Ensuite, la pureté des isolements subcellulaires individuels a été évaluée. Semblable aux résultats présentés à la figure 3A, les échantillons +ROS manquaient de signaux pour l’actine, le cytochrome C et Gß5S tout en affichant un signal Gß5L fort (figure 5). Cette découverte montre un manque de contamination par d’autres compartiments subcellulaires dans notre préparation d’échantillon +ROS. La teneur en protéines de la couche subcellulaire suivante de la tige, l’isolement +RIS, a ensuite été évaluée. Nous avons constaté que l’échantillon +RIS était positif pour Cyt C, Gß5L et actine. Cette découverte est cohérente avec la composition connue de RIS, qui est riche en mitochondries et en éléments cytosquelettiques. La couche finale, l’isolat -OIS, avait des distributions protéiques cohérentes avec les échantillons -ROS montrés à la figure 3A.
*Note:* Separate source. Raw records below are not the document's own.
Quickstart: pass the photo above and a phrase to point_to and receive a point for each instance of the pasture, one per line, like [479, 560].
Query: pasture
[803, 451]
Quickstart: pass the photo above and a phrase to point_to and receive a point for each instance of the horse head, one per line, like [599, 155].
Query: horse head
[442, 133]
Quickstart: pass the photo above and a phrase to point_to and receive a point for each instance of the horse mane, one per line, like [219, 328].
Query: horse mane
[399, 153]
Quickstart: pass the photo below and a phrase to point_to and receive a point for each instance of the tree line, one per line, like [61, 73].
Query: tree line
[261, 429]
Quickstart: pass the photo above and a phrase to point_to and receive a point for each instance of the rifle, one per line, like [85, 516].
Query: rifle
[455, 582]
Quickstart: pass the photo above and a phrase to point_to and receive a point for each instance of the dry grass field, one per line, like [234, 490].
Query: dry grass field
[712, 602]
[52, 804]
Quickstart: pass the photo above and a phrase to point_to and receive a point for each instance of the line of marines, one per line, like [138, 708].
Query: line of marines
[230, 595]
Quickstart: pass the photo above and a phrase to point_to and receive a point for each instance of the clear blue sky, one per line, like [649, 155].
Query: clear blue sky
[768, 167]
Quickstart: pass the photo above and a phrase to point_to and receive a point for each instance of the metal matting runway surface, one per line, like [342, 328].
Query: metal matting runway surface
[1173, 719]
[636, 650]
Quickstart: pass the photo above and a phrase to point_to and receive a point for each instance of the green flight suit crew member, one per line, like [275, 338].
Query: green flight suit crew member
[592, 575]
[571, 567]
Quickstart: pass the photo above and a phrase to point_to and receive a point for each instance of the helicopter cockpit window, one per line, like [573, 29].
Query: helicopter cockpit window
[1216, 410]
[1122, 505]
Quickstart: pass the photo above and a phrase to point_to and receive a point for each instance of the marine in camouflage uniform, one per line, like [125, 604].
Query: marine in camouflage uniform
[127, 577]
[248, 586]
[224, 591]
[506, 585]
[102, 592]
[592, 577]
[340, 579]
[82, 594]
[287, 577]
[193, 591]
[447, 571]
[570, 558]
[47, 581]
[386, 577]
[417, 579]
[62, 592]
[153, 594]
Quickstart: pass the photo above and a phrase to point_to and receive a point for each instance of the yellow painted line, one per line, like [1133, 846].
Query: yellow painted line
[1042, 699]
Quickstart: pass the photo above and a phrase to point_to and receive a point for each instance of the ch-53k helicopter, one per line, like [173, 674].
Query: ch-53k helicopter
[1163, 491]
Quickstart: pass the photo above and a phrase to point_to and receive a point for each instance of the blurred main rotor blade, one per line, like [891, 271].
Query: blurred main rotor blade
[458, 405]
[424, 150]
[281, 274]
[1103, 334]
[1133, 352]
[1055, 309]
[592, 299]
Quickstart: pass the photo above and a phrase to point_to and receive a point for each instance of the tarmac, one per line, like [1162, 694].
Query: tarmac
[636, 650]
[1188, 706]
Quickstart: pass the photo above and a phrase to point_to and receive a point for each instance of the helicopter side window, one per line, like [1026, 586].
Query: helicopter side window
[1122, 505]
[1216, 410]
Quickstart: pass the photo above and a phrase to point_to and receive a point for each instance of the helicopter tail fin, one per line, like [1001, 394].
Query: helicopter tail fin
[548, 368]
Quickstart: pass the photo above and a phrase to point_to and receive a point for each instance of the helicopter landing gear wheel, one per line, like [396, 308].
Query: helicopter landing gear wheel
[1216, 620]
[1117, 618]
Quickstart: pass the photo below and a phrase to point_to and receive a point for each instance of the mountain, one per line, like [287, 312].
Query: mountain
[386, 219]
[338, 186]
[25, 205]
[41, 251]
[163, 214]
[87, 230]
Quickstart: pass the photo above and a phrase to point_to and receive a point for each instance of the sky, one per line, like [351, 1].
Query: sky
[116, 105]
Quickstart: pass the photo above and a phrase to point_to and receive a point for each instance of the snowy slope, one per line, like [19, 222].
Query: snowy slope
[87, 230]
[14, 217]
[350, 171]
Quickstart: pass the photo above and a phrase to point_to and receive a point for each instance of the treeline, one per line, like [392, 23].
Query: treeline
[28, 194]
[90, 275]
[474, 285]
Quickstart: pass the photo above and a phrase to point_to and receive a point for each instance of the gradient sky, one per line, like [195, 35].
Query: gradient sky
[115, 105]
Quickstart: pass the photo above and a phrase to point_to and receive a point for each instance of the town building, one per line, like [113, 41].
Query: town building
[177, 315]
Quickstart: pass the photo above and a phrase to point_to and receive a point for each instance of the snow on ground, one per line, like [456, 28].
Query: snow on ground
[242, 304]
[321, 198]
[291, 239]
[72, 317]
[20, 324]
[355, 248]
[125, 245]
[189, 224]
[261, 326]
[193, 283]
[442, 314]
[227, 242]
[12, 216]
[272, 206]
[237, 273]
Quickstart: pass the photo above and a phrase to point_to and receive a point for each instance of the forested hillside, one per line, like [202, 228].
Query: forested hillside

Pour évaluer davantage l’utilité de notre méthode de pelage du ruban adhésif dans l’étude des compositions protéiques des compartiments subcellulaires des bâtonnets, nous avons spécifiquement examiné l’immunoréactivité de la rhodopsine kinase (GRK1) et de la protéine kinase C-alpha (PKCα) dans nos échantillons +ROS, +RIS et -OIS. Différentes méthodes expérimentales, telles que l’immunocytochimie (ICC) et le transfert western, donnent souvent des résultats contradictoires sur la localisation précise de ces protéines dans les bâtonnets et la rétine. GrK1, par exemple, est considéré comme relativement abondant dans la tige et le cône OS pour médier la phosphorylation des opsines activées par la lumière29. Cependant, l’immunomarquage des tranches rétiniennes a révélé la localisation de GRK1 soit spécifiquement dans l’OS30,31, soit dans toute la couche de photorécepteurs32. PKCα, d’autre part, est une protéine qui est couramment utilisée pour ICC pour marquer les cellules bipolaires. Malgré l’absence de preuves claires d’immunomarquage de pkCα spécifique à la tige dans les tranches rétiniennes25, il existe des preuves biochimiques 24,25 et fonctionnelles 33,34,35 qui soutiennent la présence et le rôle phosphorylant de PKCα dans le ROS. En utilisant notre technique, nous avons constaté que l’immunoréactivité GRK1 était plus intense dans les échantillons +ROS dans la rétine exposée à la lumière et était absente dans les échantillons -OIS (Figure 6A). Inversement, nous montrons que les échantillons +ROS et +RIS affichaient un faible signal pour PKCα. Comme on peut le voir à la figure 6B, la PKCα n’est généralement pas détectée dans le ROS ou le RIS par coloration par immunofluorescence des sections rétiniennes. Cependant, PKCα a été immunodétecté par transfert western (Figure 6A,D). Étant donné que les isolations +ROS et +RIS affichent un signal Gß5L fort et une absence de Gß5S (Figure 6A), nous sommes convaincus que le signal PKCα faible dans les échantillons ROS et RIS est authentique et non dû à une contamination provenant d’autres couches. Pour visualiser les signaux individuels dans les isolements +ROS, +RIS et -OIS, les transferts GRK1 et PKCα ont été combinés et tracés à des fins de comparaison (Figure 6C).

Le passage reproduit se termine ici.